I use a python script to send aws cloudtrail logs to elasticsearch. It works most of the time however occasionally I get a parsing error like this:
('1 document(s) failed to index.', [{'index': {'_index':
'n_cloudtrail-2019.03.27', '_type': 'record', '_id': '169deb77-d3f0-4964-8f98-79e64a6923c8', 'status':
400, 'error': {'type': 'mapper_parsing_exception', 'reason': 'failed to parse [apiVersion]', 'caused_
by': {'type': 'illegal_argument_exception', 'reason': 'Invalid format: "2018_11_05" is malformed at "_
11_05"'}}
Just one of these is enough to break the whole index and cause all other indices to be inaccessible.
How can I prevent these from happening? Is it possible to check for parsing errors and skip them before indexing?

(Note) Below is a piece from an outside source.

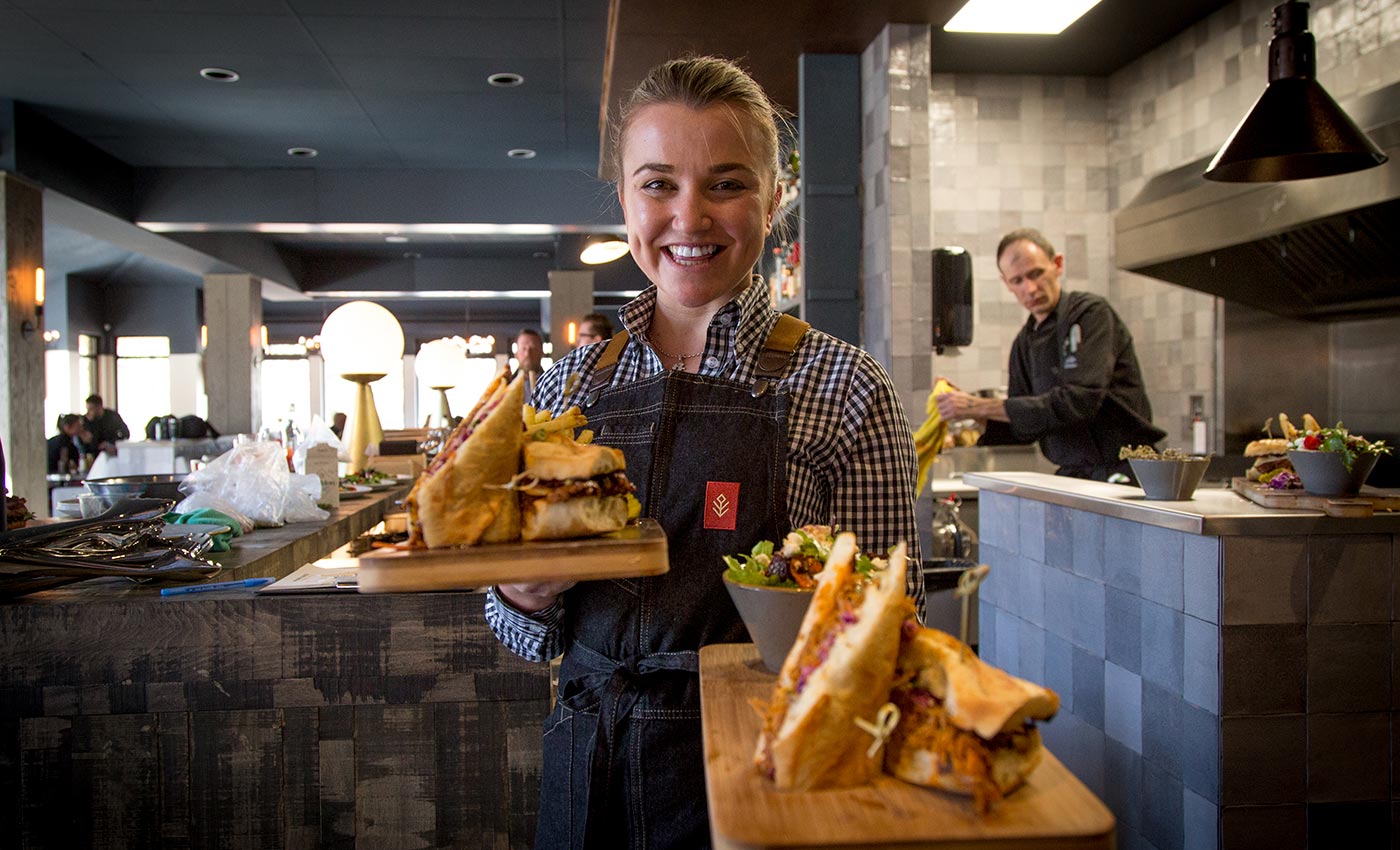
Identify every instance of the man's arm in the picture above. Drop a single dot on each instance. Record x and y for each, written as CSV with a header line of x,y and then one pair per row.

Or perhaps change the date format of that particular field?
Here's a snippet of my python code:
logger.info('Event: ' + json.dumps(event, indent=2))
s3Bucket = event['Records'][0]['s3']['bucket']['name']
key = event['Records'][0]['s3']['object']['key']
try:
response = s3.get_object(Bucket=s3Bucket, Key=key)
content = gzip.GzipFile(fileobj=BytesIO(response['Body'].read())).read()
for record in json.loads(content)['Records']:
recordJson = json.dumps(record)
indexName = 'cloudtrail-' + datetime.datetime.now().strftime("%Y.%m.%d")
res = es.index(index=indexName, doc_type='record', id=record['eventID'], body=recordJson)
logger.info(res)
return True
except Exception as e:
logger.error('Something went wrong: ' + str(e))
traceback.print_exc()
return False